Because a broker is also, in fact and in law, an “agent” for the client with whom he deals,5 it is obvious that the regulation addresses itself to two different types of agency relationships which may be involved in purchase or sale transactions. One who is a “broker” between the buyer and seller of property can also be a principal or agent in another agency relationship involved in the same transaction. In the present case, we believe that Taxpayer’s salesmen function in the role of Taxpayer’s agents, as well as “brokers” within the general meaning of that term. Taxpayer and his salesmen entered into their working relationship by mutual consent. All real estate transactions in which the salesmen participate are conducted in Taxpayer’s name and pursuant to his capacity as a licensed real estate broker. They are based in his office and conduct business through it. The proceeds of their real estate activities belong to Taxpayer, who remunerates them via commissions. While it is true 'that the City conceded below that Taxpayer’s salesmen were “independent contractors,” as opposed to employes,6 an independent contractor may, in some but not all cases, be legally classified as an agent. *532Commomvealth v. Minds Coal Mining Corp., 360 Pa. 7, 60 A.2d 14 (1948). We conclude this to be true in the present case. See Minds Coal, supra. Because Regulation 303(a) (7) provides only for omission from the tax base of commissions paid by a broker or by an agent to an agent, we must conclude that commissions paid by Taxpayer (a broker) to his salesmen (agents) do not fall within the regulation and must be included within Taxpayer’s gross receipts.

We affirm.

Order

And Now, this 30th day of November, 1977, the order of the Court of Common Pleas of Philadelphia County in the above-captioned matter, dated February 27,1976, is hereby affirmed.

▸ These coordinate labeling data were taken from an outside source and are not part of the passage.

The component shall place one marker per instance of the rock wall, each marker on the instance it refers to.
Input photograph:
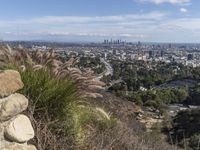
(15, 128)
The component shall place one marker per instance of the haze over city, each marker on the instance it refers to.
(93, 21)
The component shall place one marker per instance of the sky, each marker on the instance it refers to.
(95, 20)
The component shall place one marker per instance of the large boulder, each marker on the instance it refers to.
(16, 146)
(12, 105)
(10, 82)
(19, 130)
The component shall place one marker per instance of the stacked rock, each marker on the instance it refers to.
(15, 128)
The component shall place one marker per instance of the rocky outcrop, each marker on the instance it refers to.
(15, 128)
(15, 132)
(12, 105)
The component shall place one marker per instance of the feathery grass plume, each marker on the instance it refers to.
(84, 80)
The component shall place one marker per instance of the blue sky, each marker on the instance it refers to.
(95, 20)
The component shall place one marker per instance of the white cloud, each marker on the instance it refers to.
(167, 1)
(152, 26)
(183, 10)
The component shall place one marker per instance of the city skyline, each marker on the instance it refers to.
(92, 20)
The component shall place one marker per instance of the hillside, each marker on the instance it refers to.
(68, 109)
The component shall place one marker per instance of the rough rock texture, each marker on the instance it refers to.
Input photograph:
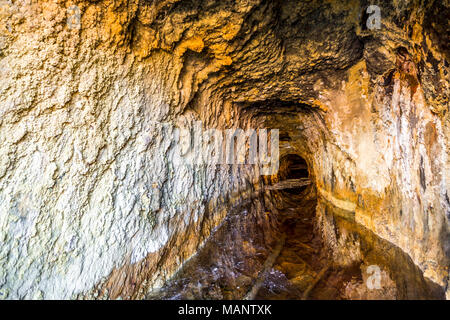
(91, 203)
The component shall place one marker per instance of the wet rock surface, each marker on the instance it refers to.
(92, 204)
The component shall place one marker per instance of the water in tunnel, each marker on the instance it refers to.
(106, 191)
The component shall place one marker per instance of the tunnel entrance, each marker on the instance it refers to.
(294, 168)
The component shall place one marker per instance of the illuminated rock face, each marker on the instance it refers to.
(91, 204)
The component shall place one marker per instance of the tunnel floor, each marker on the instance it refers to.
(231, 263)
(277, 253)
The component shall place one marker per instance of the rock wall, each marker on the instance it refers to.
(91, 204)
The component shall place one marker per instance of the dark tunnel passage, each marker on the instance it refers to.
(293, 168)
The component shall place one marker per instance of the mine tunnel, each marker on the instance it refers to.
(114, 122)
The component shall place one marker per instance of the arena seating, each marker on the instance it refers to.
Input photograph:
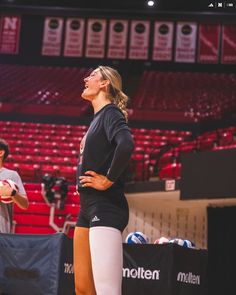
(37, 149)
(184, 96)
(167, 96)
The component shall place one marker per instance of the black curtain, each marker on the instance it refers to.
(221, 250)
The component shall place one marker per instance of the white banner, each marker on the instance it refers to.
(163, 41)
(139, 39)
(74, 37)
(52, 36)
(10, 34)
(117, 42)
(186, 35)
(96, 38)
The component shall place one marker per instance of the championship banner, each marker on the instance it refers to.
(36, 264)
(208, 43)
(10, 34)
(163, 41)
(167, 269)
(228, 44)
(96, 37)
(74, 36)
(139, 39)
(186, 34)
(117, 42)
(52, 36)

Act of July 31, 1970, P.L. 673, as amended, 17 P.S. §211.502(e).

The Appellate Court Jurisdiction Act of 1970 governs only the jurisdiction of the Supreme, Commonwealth and Superior Courts, and Section 502(c) would not be applicable to an appeal to a court of common pleas, such as in the present case.

The cited case does not, for some reason, appear in the Atlantic Reporter System or in Shepards Citations.

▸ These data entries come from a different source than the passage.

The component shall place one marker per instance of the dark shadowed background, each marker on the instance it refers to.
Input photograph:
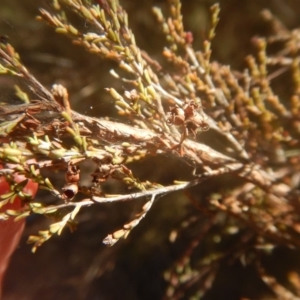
(77, 265)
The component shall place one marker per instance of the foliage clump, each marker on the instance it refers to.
(224, 125)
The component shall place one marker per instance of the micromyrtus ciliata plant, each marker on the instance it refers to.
(236, 137)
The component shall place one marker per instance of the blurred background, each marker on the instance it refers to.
(77, 265)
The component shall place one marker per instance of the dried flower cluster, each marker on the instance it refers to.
(257, 134)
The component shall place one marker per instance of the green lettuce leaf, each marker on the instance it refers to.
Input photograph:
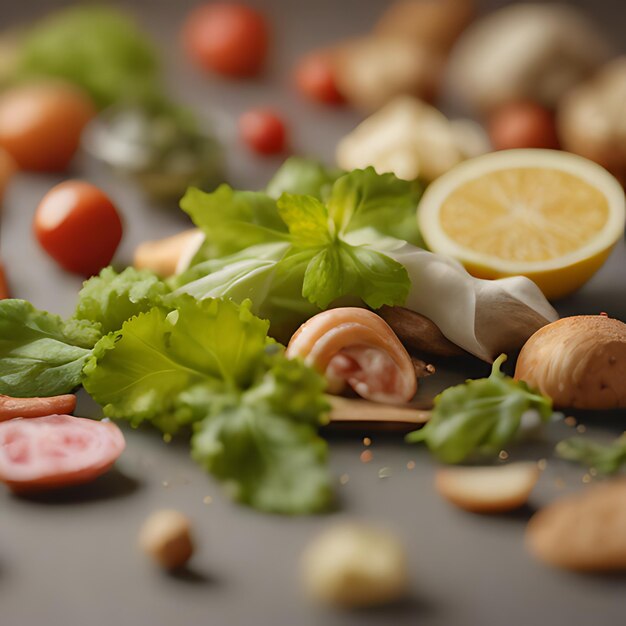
(40, 354)
(303, 176)
(605, 458)
(266, 461)
(113, 298)
(98, 48)
(479, 416)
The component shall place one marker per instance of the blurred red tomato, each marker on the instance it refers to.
(522, 125)
(315, 79)
(41, 124)
(78, 226)
(263, 131)
(230, 39)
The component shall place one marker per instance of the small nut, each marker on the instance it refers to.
(352, 565)
(166, 537)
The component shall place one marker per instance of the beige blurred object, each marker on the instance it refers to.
(8, 167)
(583, 532)
(435, 23)
(166, 537)
(370, 71)
(579, 362)
(412, 139)
(168, 256)
(592, 119)
(523, 51)
(352, 565)
(493, 489)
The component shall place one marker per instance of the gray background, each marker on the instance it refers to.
(72, 560)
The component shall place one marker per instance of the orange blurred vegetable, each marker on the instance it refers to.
(41, 124)
(78, 226)
(230, 39)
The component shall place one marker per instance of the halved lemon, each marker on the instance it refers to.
(548, 215)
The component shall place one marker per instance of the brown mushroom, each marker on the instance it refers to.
(579, 362)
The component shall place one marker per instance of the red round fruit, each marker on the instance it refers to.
(230, 39)
(522, 125)
(263, 131)
(56, 451)
(78, 226)
(315, 79)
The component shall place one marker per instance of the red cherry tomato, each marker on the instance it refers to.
(230, 39)
(55, 451)
(263, 131)
(315, 79)
(522, 125)
(41, 124)
(78, 226)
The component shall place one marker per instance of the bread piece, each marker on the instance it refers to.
(583, 532)
(488, 489)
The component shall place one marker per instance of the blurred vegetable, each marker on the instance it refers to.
(212, 364)
(98, 48)
(434, 23)
(373, 70)
(41, 124)
(355, 566)
(605, 458)
(592, 119)
(78, 226)
(479, 416)
(230, 39)
(525, 51)
(411, 139)
(315, 78)
(263, 131)
(522, 125)
(164, 150)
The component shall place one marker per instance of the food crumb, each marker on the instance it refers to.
(366, 456)
(384, 472)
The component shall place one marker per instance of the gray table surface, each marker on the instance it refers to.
(73, 561)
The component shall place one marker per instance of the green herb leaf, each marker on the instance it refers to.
(303, 176)
(481, 415)
(98, 48)
(266, 461)
(606, 458)
(233, 220)
(113, 298)
(40, 354)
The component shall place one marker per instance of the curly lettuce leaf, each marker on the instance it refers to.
(98, 48)
(479, 416)
(111, 298)
(136, 373)
(40, 354)
(264, 460)
(303, 176)
(605, 458)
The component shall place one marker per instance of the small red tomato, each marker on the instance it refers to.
(522, 125)
(41, 124)
(230, 39)
(78, 226)
(315, 79)
(56, 451)
(263, 131)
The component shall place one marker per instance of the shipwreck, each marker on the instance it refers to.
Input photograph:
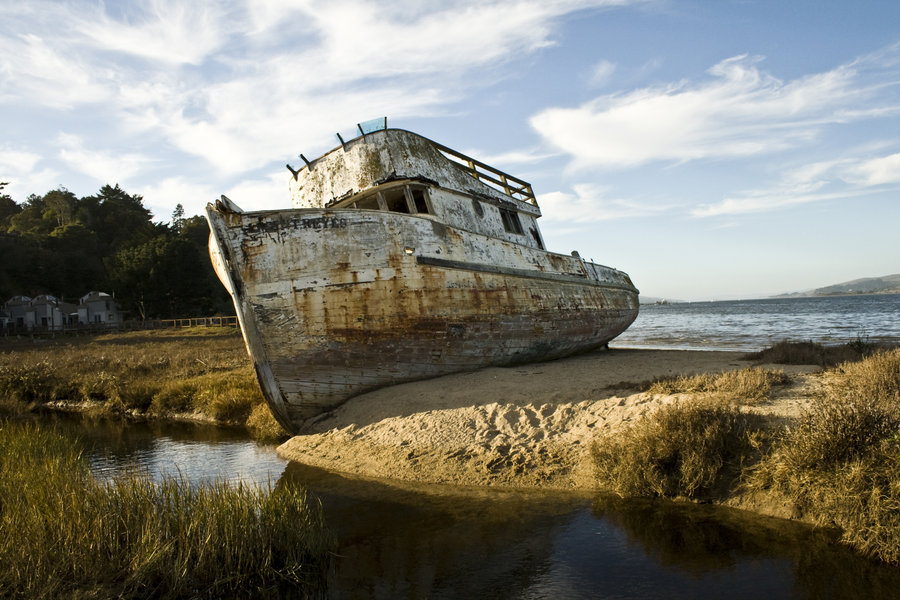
(402, 259)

Williams and Co., Inc. v. Pittsburgh School District, 430 Pa. 509, 511, 244 A.2d 37, 38 (1968).

Brown & Zortman Machinery Co. v. Pittsburgh, 375 Pa. 250, 100 A.2d 98 (1953).

Both the City and the court below are of the view that Taxpayer also fails to come within Regulation 303(a)(7) because his salesmen are his “employees.” While it is true that the Real Estate Brokers License Act refers to salesmen serving an apprenticeship as employees of the licensed broker, this is not conclusive for tax purposes. In fact, even aside from the City’s concession below that the salesmen were not employees, we do not believe that the salesmen *532would fall, under the present facts, within the common-law definition of "employee.” Nor would the conclusion that they are employees appear to be consistent with the City’s own view of the definition of "employees” contained in Mercantile License Tax Regulation 311(a), which defines the employer-employee relationship in terms of whether the principal pays social security and unemployment compensation taxes and comes within the workmen’s compensation law.